Submitted by Tom McClellan.

This is a follow-up to my January 14, 2019 article, Lakewood Is On The Wrong Path For Its Biggest Environmental Problem, to which Lakewood’s Public Works Director Paul Bucich submitted a Jan. 18, 2019 response

I am grateful to Paul Bucich for laying out the City of Lakewood’s position regarding the decision making process concerning the treatment of the toxic algae situation in Waughop Lake.  It is clear that he and other City staff are working hard to move forward on a plan which he thinks will help with this problem.

But there are several errors of fact and omissions in Mr. Bucich’s response, which ironically was supposed to be about “the rest of the story”.  Most importantly, Mr. Bucich did not address the two main points I raised about why an alum treatment was a bad idea.  Those two points were:

Alum treatments in shallow lakes like Waughop Lake tend to fail after a very short time, according to a paper by researchers from the University of Washington.
The presence of carp in Waughop Lake will accelerate the pace of failure of an alum treatment, since these bottom-feeding fish will stir up the bottom sediments, reintroducing phosphorous into the lake water and bringing about more toxic algae blooms.  See this 2001 paper.

It is not clear from Mr. Bucich’s response why he would ignore these two important points, other than that they are inconvenient to the City’s plans to proceed with an alum treatment as directed by the City Council. 

What Mr. Bucich seemed to try to do in his response to my article was to address the points I raised about the need to dredge the phosphorous-laden bottom sediments.  But he made several errors of fact and analysis in that response. 

Mr. Bucich cites the opinions of “nationally recognized consultants”, without identifying whom he is referring to, and who he claims have evaluated options for addressing the algae blooms.  Citing the opinions of “experts” rather than addressing the point at hand is a famous logical fallacy known as “appeal to authority”. 

Later, he reveals that he is referring solely to one consulting firm, Tetra Tech, which the City has contracted with to do analysis about what is needed for the intended alum treatment. 

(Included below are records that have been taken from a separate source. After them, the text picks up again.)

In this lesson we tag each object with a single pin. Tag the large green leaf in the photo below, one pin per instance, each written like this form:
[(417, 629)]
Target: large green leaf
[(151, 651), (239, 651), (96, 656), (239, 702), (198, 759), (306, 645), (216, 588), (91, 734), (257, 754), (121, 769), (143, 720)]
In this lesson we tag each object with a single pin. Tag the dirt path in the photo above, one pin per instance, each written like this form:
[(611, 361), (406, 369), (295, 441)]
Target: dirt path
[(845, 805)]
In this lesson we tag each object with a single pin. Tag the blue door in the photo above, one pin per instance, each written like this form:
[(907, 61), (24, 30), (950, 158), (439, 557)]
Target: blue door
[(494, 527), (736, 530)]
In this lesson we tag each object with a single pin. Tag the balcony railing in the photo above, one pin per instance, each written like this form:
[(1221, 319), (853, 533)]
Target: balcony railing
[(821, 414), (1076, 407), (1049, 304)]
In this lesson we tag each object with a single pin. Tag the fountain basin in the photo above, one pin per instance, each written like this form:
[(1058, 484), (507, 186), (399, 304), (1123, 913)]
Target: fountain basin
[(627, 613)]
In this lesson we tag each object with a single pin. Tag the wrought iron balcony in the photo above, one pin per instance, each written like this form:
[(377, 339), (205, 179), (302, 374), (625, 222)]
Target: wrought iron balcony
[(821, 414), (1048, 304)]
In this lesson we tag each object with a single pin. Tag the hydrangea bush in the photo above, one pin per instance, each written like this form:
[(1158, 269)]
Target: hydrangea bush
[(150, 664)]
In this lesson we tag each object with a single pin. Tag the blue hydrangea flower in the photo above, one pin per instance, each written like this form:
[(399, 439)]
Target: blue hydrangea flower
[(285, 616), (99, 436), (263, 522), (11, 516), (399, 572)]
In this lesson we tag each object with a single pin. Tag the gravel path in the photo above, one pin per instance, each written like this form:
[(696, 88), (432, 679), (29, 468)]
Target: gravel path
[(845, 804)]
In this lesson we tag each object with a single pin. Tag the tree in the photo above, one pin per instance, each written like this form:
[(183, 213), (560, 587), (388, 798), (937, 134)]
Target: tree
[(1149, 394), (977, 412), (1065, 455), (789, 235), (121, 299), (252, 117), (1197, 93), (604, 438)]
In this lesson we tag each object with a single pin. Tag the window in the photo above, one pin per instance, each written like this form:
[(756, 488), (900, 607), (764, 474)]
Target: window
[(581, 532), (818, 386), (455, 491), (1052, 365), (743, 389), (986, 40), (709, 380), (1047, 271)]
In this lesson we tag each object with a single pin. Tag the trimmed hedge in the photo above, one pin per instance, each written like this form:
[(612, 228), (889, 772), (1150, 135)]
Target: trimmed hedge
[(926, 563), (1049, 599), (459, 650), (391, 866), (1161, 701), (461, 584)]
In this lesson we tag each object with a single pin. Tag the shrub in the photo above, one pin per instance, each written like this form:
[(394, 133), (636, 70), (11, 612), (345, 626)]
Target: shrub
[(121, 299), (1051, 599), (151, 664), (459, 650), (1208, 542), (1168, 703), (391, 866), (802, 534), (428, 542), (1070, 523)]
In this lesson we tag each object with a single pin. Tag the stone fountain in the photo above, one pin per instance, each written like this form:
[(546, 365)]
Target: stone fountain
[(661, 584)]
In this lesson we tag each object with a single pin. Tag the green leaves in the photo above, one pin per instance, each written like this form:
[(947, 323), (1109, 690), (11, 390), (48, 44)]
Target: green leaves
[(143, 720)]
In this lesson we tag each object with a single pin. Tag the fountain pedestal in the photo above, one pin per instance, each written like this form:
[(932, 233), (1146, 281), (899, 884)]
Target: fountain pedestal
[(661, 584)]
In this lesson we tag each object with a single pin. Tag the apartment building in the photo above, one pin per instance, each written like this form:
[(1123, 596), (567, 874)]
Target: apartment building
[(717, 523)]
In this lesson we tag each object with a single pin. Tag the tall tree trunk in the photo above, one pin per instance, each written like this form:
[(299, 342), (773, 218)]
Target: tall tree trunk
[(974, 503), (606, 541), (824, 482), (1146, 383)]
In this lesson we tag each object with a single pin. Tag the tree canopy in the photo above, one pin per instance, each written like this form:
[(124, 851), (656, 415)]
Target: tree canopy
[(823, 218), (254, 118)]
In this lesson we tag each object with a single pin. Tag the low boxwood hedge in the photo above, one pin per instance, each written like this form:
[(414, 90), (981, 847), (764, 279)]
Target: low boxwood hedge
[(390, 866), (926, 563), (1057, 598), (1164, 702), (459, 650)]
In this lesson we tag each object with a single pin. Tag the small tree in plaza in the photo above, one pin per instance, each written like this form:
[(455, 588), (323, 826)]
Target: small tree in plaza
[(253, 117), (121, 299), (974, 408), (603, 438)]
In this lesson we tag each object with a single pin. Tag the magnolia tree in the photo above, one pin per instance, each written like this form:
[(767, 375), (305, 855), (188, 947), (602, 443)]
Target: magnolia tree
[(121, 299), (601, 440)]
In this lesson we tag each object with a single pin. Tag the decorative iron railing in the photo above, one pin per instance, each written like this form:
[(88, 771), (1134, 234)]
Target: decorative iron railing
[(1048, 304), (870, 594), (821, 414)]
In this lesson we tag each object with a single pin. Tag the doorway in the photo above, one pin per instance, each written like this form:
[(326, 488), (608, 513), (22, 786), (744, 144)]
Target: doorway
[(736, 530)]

What Mr. Bucich did not reveal is that Tetra Tech is a consulting firm actively engaged in the activity of doing alum treatments in lakes.  So it should not be much of a surprise that a firm which earns money from conducting alum treatments would be a proponent of conducting alum treatments.  I wonder why he left out that very relevant point. 

Mr. Bucich did address one point which I raised, which is that alum treatments are risky and can sometimes turn out badly if they are done wrong.  I cited the example of Wapato Lake in Tacoma, which had an alum treatment in 2008 which went horribly wrong, killing the fish in the lake because of improper application of the chemicals.  In response, Mr. Bucich asserted that the City of Lakewood will seek to minimize this risk by “contract[ing] with our design firm to ensure a qualified expert is on hand to oversee the application to Waughop Lake.  The expert we are working with from the consulting firm of Tetra Tech has over 40 years’ experience, is a nationally recognized Ph.D water quality scientist and expert who has designed and overseen the treatment of 200 lakes.”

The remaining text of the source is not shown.